The place has a strong or special association with a person, or group of persons, of importance of cultural or natural history of New South Wales's history.

The Wellington Convict and Mission Site is historically associated with the Indigenous people of the Wellington Valley (Wiradjuri) for whom the place was a site of prolonged first contact with the colonists.

The place is important in demonstrating aesthetic characteristics and/or a high degree of creative or technical achievement in New South Wales.

The Wellington Convict and Mission Site's cultural landscape has some aesthetic value associated with its location on hills overlooking the Bell River and the surrounding mountain peaks and ranges. The landscape is a relatively intact rural colonial landscape which has had minimal change since it was depicted by Augustus Earle in 1826.

The place has strong or special association with a particular community or cultural group in New South Wales for social, cultural or spiritual reasons.

Wellington Convict and Mission Site – Maynggu Ganai, is of social and cultural significance to the community of Wellington and the wider Indigenous community. Descendants from the original Wellington Wiradjuri have an association with the place, particularly through the descendants of those associated with the Mission. To the Wellington community the place plays an important role in defining the cultural identity of the town of Wellington, as the place where the town originated.

The place has potential to yield information that will contribute to an understanding of the cultural or natural history of New South Wales.

The archaeological remains and documentary evidence relating to the Wellington Convict and Mission Site have the potential to contribute new knowledge about the past of Wellington, and about the history of culture contact, convictism and missions in Australia and in the broader colonial world. The place has very high potential to reveal information that may not be available from other sources. Whilst the written records for the site are extensive and refer to at least 40 buildings, the entire settlement may have had many more structures which can only be found through further archaeological investigation. Existing documentary research is reasonably extensive however the physical evidence of the place has never been fully investigated. The archaeology of the Wellington Convict and Mission Site is likely to reveal otherwise unknown information about rural convicts and cultural exchange between the Wiradjuri and colonists on the frontier. The Wellington mission is one of the earliest mission sites and is likely to be the most intact archaeological site of the early missions. The place has the potential to provide new understanding on the convict agricultural station and early colonial trade and exchange; providing material for comparative analysis of later sites.

The place possesses uncommon, rare or endangered aspects of the cultural or natural history of New South Wales.

The Wellington Convict and Mission Precinct is a rare archaeological site. The site was originally a convict agricultural station from 1823 and an Aboriginal mission until 1845. It has the potential to provide rare physical evidence of a convict agricultural station providing a unique opportunity to understand the rural convict. The site also has the potential to provide the earliest surviving physical evidence of an Aboriginal mission, other than Blacktown Native Institution. The Wellington Convict and Mission site was the location of the first Anglican mission and the first inland mission in Australia.

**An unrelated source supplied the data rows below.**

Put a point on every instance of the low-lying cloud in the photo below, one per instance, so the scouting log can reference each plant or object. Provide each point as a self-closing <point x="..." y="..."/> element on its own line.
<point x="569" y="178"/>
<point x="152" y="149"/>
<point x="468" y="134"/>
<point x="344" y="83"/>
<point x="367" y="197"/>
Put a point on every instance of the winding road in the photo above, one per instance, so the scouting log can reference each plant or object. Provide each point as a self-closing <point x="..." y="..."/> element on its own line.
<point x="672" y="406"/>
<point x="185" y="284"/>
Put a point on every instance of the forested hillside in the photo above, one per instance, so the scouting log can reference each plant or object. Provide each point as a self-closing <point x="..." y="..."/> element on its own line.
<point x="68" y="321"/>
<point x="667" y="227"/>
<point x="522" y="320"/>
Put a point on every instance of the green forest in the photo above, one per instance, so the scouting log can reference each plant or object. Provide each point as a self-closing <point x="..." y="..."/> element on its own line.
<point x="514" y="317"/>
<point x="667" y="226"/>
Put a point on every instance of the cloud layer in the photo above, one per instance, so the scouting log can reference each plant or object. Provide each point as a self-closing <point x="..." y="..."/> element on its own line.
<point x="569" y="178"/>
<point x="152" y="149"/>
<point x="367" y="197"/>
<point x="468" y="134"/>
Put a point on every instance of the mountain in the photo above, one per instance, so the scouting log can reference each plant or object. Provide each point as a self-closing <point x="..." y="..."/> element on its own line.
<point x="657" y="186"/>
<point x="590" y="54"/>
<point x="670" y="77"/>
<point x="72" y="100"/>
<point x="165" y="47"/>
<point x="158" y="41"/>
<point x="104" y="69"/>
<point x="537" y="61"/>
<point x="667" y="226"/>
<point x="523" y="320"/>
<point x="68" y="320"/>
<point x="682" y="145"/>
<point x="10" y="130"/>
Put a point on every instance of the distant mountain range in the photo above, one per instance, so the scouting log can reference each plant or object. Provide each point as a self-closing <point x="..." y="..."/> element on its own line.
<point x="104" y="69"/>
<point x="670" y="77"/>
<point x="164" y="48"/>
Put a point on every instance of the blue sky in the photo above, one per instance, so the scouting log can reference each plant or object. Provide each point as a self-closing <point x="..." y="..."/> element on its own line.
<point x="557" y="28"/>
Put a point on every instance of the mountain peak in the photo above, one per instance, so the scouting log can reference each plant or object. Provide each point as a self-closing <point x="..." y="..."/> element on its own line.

The place is important in demonstrating the principal characteristics of a class of cultural or natural places/environments in New South Wales.

The Wellington Convict and Mission Site has the potential to demonstrate aspects of 1820s rural convict stations in NSW and of pre 1850s missions sites in NSW. The site also has the potential to demonstrate aspects of both British and Wiradjuri culture throughout a period when both groups were adapting to changing conditions.